Better Grades And Work Performance
The early birds are the over-achievers of the bunch. They are often accredited for achieving better grades and work performance. For one, those who thrive in the morning time have great time management and analytical skills. These busybodies often use their extra time in the mornings to carefully plan out the day and religiously show up to all of their engagements even before the scheduled time.
Morning dwellers are not only diligent workers, but they also take pride in being studious. A group of researchers attending the University of Texas conducted a study in 2008, which found that amongst the students being accessed, the early birds earned a higher letter grade than those who function better during the later hours of the day.
A Healthier Diet
Statistics show early birds lean toward a healthier diet style and a more balanced eating schedule in comparison to their late rising counterparts. As to be expected, the early bird starts eating a lot earlier on in the day and usually enjoys the final meal before nightfall while avoiding snacks for the remainder of the day. This healthy and stable eating schedule allows for the digestive process to take place earlier in the night. Moreover, the early riser tends to consume fewer empty calories and sugar-filled snacks and is unlikely to adhere to unhealthy eating patterns or addictions. Consequently, they have fewer cases of heart disease and food-related illnesses.
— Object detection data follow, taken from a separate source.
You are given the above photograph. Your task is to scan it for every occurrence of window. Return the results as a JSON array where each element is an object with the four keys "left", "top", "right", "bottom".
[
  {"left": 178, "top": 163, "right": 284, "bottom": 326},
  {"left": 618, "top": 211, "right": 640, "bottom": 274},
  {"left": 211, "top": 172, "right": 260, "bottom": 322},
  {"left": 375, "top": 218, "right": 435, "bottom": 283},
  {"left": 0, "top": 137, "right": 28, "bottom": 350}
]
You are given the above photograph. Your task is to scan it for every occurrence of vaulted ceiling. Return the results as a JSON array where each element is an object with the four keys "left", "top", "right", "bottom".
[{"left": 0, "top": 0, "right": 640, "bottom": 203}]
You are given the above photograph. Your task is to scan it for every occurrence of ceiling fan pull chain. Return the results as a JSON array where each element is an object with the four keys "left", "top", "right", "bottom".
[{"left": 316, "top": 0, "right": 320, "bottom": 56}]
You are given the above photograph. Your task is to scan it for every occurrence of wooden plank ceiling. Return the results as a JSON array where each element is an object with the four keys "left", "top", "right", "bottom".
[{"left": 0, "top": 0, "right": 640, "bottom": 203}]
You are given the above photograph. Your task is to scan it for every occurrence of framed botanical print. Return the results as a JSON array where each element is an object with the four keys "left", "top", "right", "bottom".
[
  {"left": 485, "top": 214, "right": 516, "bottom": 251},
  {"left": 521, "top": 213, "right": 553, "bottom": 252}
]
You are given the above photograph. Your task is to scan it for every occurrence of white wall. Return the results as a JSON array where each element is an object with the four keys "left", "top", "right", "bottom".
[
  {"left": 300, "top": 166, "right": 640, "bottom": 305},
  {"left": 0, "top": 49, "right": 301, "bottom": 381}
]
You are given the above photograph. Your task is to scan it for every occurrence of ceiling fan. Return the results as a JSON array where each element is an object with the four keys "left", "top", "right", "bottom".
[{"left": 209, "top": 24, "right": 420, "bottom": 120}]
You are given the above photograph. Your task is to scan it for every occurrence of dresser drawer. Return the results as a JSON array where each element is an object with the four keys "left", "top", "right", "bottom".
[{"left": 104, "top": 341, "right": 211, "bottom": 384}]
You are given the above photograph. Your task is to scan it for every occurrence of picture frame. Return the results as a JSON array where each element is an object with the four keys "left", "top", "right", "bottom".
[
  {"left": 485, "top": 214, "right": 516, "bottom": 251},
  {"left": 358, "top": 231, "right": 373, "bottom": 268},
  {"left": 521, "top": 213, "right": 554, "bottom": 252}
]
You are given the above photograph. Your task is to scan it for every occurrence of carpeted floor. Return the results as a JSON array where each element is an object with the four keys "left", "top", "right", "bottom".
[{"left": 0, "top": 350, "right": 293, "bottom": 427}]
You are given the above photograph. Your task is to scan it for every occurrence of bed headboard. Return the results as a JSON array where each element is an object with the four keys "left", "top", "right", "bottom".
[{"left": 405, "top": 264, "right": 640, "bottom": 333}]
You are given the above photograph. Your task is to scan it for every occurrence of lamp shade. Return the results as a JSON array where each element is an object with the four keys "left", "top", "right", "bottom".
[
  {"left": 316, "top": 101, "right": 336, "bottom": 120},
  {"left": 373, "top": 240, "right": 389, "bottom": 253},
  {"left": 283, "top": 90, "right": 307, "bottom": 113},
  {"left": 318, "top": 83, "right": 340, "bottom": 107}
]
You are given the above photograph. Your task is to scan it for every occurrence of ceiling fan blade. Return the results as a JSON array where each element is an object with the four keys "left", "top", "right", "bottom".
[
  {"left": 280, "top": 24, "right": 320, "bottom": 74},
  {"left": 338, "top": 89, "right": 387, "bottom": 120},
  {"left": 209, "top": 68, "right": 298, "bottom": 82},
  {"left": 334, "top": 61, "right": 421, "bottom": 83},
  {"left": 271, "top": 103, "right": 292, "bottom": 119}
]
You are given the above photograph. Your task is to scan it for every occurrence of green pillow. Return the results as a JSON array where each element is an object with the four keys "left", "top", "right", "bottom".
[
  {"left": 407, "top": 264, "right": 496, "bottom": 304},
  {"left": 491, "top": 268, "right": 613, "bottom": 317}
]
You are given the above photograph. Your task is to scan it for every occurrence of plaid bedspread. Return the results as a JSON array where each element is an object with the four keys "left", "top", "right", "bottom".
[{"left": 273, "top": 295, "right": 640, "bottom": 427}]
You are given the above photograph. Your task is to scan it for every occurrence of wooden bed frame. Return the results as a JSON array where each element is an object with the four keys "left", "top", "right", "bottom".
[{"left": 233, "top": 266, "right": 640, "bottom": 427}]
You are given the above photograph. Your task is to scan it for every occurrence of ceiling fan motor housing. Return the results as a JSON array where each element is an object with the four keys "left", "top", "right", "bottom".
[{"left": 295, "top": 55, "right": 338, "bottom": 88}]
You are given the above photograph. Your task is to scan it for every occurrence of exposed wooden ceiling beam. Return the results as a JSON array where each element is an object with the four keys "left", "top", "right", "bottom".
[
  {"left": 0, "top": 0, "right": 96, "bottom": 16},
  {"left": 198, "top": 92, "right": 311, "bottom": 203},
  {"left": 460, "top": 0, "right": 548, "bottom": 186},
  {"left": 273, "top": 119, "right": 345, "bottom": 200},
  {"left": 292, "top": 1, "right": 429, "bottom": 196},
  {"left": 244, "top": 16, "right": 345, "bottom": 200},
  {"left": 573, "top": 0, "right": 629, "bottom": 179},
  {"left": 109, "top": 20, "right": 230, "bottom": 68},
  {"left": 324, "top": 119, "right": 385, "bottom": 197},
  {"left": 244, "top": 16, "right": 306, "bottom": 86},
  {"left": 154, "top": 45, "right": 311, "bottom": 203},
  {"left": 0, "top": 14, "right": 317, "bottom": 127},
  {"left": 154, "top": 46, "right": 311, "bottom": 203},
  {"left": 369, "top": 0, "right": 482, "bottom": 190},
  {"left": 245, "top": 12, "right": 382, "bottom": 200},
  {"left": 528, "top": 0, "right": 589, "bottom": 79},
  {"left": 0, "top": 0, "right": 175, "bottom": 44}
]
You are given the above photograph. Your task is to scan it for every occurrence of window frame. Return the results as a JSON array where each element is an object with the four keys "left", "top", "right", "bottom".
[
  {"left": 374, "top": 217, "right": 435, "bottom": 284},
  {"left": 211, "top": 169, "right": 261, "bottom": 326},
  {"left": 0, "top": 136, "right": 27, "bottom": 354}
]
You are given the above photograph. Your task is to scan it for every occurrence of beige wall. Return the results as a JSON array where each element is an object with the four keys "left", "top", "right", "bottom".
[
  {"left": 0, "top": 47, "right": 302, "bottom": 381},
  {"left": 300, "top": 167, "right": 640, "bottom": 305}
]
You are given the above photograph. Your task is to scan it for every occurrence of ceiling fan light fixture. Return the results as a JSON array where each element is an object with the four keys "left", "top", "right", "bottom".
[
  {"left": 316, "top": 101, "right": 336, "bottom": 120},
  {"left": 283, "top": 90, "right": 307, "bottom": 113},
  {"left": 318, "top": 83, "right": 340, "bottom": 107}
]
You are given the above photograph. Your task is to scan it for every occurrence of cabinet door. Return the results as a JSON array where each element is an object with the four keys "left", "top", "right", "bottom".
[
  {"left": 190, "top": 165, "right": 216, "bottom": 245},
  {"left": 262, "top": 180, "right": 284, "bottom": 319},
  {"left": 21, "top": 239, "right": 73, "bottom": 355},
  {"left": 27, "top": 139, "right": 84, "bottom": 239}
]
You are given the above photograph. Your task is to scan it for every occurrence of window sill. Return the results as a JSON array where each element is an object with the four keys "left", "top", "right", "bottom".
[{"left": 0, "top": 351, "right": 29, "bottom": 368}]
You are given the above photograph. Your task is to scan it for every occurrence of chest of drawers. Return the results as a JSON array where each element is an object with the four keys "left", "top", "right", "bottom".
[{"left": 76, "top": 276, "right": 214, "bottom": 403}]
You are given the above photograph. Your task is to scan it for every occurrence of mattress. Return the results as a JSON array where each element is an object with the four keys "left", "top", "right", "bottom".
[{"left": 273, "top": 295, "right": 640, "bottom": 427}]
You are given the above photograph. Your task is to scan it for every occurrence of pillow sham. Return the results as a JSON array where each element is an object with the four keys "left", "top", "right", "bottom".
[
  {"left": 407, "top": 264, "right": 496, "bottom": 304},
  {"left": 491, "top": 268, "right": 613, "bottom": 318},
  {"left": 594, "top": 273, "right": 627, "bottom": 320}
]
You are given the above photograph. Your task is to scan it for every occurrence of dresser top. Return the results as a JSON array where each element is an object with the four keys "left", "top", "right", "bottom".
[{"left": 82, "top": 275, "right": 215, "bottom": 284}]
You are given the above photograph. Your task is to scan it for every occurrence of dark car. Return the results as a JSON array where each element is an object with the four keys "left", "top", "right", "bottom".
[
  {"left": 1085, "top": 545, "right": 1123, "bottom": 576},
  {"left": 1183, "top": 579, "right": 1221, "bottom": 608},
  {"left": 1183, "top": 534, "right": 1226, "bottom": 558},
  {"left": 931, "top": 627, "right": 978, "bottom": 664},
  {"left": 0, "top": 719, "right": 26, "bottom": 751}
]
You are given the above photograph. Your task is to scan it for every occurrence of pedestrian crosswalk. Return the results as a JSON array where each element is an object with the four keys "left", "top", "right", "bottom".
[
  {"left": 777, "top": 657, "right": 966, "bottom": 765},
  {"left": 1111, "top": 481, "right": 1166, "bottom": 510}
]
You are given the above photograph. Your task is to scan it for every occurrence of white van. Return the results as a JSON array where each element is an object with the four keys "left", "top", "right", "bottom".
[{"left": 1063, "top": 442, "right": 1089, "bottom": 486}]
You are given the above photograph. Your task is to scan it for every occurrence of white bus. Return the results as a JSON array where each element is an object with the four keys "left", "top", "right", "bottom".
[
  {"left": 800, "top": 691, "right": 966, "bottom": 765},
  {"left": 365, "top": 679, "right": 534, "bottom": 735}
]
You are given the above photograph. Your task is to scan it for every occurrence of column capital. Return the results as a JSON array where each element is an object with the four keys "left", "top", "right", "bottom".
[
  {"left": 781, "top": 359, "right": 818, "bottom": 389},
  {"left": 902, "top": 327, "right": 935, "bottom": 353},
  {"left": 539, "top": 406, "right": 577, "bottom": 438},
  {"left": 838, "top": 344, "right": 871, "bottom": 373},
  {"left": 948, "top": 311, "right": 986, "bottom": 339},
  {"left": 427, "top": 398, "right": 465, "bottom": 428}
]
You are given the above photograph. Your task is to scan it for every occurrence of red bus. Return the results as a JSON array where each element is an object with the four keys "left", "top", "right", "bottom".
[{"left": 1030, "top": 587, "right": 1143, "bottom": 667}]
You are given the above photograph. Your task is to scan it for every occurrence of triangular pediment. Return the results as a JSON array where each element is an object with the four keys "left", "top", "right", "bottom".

More Quiet Time And Self-Reflection
Religiously waking up at sunrise makes for more quiet time and self-reflection. During the early hours of the morning, fewer distractions and obligations demand our attention, so individuals awake during this period usually start their day off with a clear mind. Early risers usually spend the beginning moments of the day enjoying the stillness of the morning by meditating, journaling, or doing anything to create mental clarity. Because early risers take the time to collect their thoughts before projecting themselves into the many duties of the day, they have been known to carry positive, upbeat attitudes.
More Physically Active
Early birds are more physical and active beings by nature. The feel of the morning seems to bring about a certain vibrant energy that encourages those who experience it to become more mobile as well. They tend to be more focused on fitness and are likely to adopt strict workout regimens. A Finland-based study conducted in 2007 further highlights this statistic by examining the physical activity of one thousand locals. The findings recognized of individuals who regularly engaged in exercise, fifty percent of them were early birds. The rest of the group were unevenly split between night owls and those who fell somewhere in the middle.
Better Mental Health
It comes as no surprise that early birds often have better mental health than those who roll out of bed a bit later. A group of researchers attending the University of Toronto even claims early risers are statistically happier than the rest of the population, as evidence from their studies indicates. As we all know, sleep deprivation, a common trait of night owls and those who operate on imbalanced sleeping schedules, is detrimental to mental health and largely takes a toll on our moods throughout the day.
When the body goes without the proper amount of rest, a person is more likely to become agitated, anxious, and maybe even suffer from chronic depression. Fortunately, because the early bird usually cannot keep their eyes open for long after nightfall, maintaining a sustainable sleep schedule is no issue for them.